Music's Recreation takes its informal, family-friendly chamber music
concert series in a new direction this year by exploring ways that
music can help to tell stories in consort with words, dance, mime and
masks. We are excited to have as collaborators many talented
local artists working in the other lively arts who will help make this
year's series unique. Come prepared to hear our usual spirited
music-making by professional musicians, lively educational
commentary and much more!
"My Father's Dragon"
"My Father's Dragon," the children's classic by Ruth Stiles
Gannett, beloved Trumansburg resident known locally by her married name,
Ruth Kahn, will take on a new guise. Set to original music composed
by Eric Feinstein and performed by Music's Recreation musicians, a
version of the story will be crafted for this production by Marie Sirakos
who will also direct narrators/actors Joey Steinhagen and Damien
Carter. Experience the way music and narration can make Wild
Island's characters, action, setting and atmosphere come alive.
"Red and Brown"
The mysterious and haunting Haitian folk tale, "Red and
Brown," is told by masked actors who never speak a word but who use
movement and gesture choreographed to music to recreate the story.

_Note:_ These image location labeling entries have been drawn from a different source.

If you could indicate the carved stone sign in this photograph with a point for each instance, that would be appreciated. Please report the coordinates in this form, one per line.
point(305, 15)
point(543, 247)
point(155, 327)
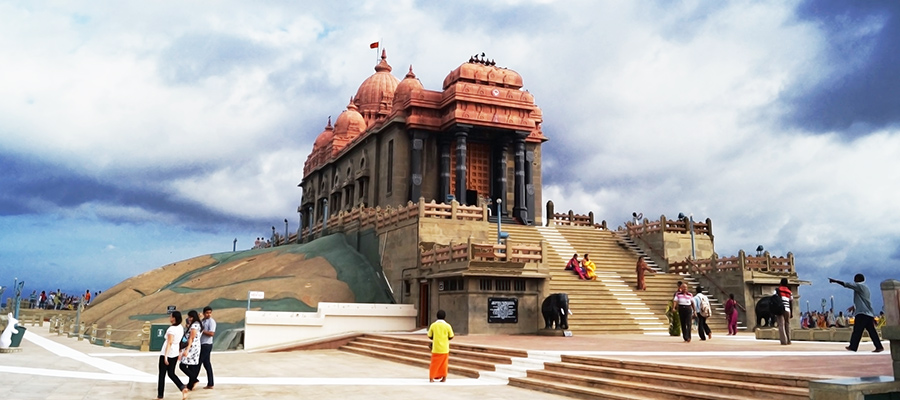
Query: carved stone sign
point(503, 310)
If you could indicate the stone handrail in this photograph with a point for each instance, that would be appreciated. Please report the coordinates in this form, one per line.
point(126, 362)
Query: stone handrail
point(765, 263)
point(572, 219)
point(465, 252)
point(389, 216)
point(64, 325)
point(668, 225)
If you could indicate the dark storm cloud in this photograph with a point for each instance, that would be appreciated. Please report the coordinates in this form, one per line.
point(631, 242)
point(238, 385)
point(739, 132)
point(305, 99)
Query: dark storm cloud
point(35, 187)
point(194, 57)
point(864, 93)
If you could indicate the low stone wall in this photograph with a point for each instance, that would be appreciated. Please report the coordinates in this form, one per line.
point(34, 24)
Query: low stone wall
point(269, 330)
point(819, 335)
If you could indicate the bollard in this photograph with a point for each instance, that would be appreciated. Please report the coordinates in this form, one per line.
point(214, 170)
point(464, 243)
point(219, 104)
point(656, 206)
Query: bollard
point(890, 290)
point(145, 336)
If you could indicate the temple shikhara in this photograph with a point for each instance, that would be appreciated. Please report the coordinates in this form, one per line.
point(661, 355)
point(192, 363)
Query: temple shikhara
point(476, 140)
point(441, 191)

This magical merging of music and mime is conceived and directed by
Italian-Swiss actor and mask-maker, Davide Giovanzana, and will be
performed by The Notorious Company and Music's Recreation musicians
playing a score consisting of selections from the classical music
repertoire woven together by local composer Mark Simon.
"Dance That Story"
Choreographer/Director Rachel Lampert's charming and witty
choreography takes on unexpected subjects including baseball, canines and
falling objects. In a concert of music by Haydn and Mozart and
choreography by Lampert, arpeggios become leaps, sustained passages
become slides into the floor and pizzicato becomes tip-toeing over rocks.
A company of local dancers and members of the New England Ballet will
join Rachel and Music's Recreation musicians.